Era o tempo da inocência, o senso comum diria. Seis pra sete anos de idade. Mas, o que aconteceu ali, naquele pequeno quarto, a mesma multidão de pessoas comuns atestaria como a maior devassidão. Inocentes participando disso? É, a ambigüidade é a melhor forma de se entender a vida.
Uma garota e dois meninos, trancados em um cômodo. Um agravante: a garota tinha, entre os participantes dessa experiência nada pueril, um irmão mais novo.
Numa cidadela distante, longe da civilização (não, não era a terra do personagem da música Faroeste Caboclo), vivia eu e meus pais. As distrações quase inexistiam. As poucas que tínhamos acesso eram boladas por nós mesmos, em comunhão com os vizinhos. Local onde uma boa relação com a comunidade seria crucial para uma vida harmônica, já que não tínhamos a opção de nos enfiar em casa, distraindo-nos com televisão, internet ou filmes. O jeito era ir pra rua e conviver com as pessoas.
E, a minha parte, eu fiz bem: convivi intensamente com meus vizinhos infantis. Esses dois, que participaram do tema deste relato, moravam ao lado de casa. Dos seus nomes não consigo me lembrar. Como tudo isso começou, também não.

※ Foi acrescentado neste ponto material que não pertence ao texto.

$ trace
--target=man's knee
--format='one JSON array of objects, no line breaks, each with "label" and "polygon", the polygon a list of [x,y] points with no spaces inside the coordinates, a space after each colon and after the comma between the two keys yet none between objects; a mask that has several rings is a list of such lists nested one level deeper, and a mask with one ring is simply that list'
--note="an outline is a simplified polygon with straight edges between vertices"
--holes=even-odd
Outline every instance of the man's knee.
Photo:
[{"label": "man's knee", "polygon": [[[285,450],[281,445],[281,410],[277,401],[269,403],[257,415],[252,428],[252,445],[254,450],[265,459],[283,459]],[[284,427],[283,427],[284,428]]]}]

O que mais lembro? Ah, as brincadeiras! Quando, diariamente nos juntávamos, elas é que davam à tona, de forma deliciosa. Nesses momentos, a descontração favorita era a formação de uma família imaginária, composta de pai, mãe e filho. (Como eu e a garota éramos os mais velhos, os principais papéis ficaram fáceis de serem preenchidos. Claro que também tinha o agravante de um irmão não poder ser casado com a irmã, mesmo de brincadeira.).
Ali, trancados no dormitório dos vizinhos, as minhas tardes passavam com uma rapidez impressionante. O calor, o local abafado, nada disso incomodava tanto. O que importava mesmo era o prazer dos divertimentos infantis. No entanto, de forma abrupta, tudo tomou contornos mais sérios, e passamos a temer represálias por conta das nossas alegrias incontidas e prazeres escondidos, guardados somente para nós.
Num dia especial, ficou marcada a nossa passagem para o mundo da maldade, dos adultos, dos múltiplos sentidos de uma experiência. Uma moça, que trabalhava naquela casa, resolveu dar uma vistoriada nas nossas ações. E o que viu a assustou mais que a traição do seu marido em sua própria cama. Ficamos sem entender nada, somente com medo, gerado pelas ameaças desta: - Vou contar tudo para os seus pais.
A imagem daquela tarde inofensiva chegou aos ouvidos dos nossos juizes. Olhada com a visão de hoje, realmente era assustadora aquela brincadeira. Três crianças, uma no chão e duas na cama. A única composta com vestimentas estava no chão, alheia ao que acontecia perante os seus olhos. No leito, a nudez estava disfarçada pelo lençol, que logo gerou desconfiança por conta da tarde ensolarada e da temperatura alta. Quando puxada, levou a mais um espanto. Agora éramos réus, acusados de libertinagem e práticas incoerentes com as nossas idades.
A promotora atuou com competência, apontando todos os detalhes que iriam agravar a nossa situação: além da nudez, nossas mãos estavam em locais considerados “proibidos”. A inexperiência em lidar com assuntos tão complexos nos fez péssimos advogados de defesa. Tentamos convencer que o estado natural seria por conta do forte calor, mas não resolveu muito.
Como resultado, ficamos muito tempo sem nos ver. Fui proibido de entrar naquela casa. Os pais dos meus amigos (principalmente o pai), não conseguiam olhar pra mim sem demonstrar um ódio latente.
Apesar desse universo parecido com os enredos dos livros de Nelson Rodrigues, para nós era apenas uma brincadeira. Uma inocente brincadeira de criança, na qual o hedonismo predominava e a moral e os juízos de valor não estavam representados. Claro que, aos olhos adultos, tudo foi levado a sério. No final, tudo deu certo. Ao contrário da música do Chico Buarque, nesse caso quem inventou o pecado, acabou inventando também o perdão.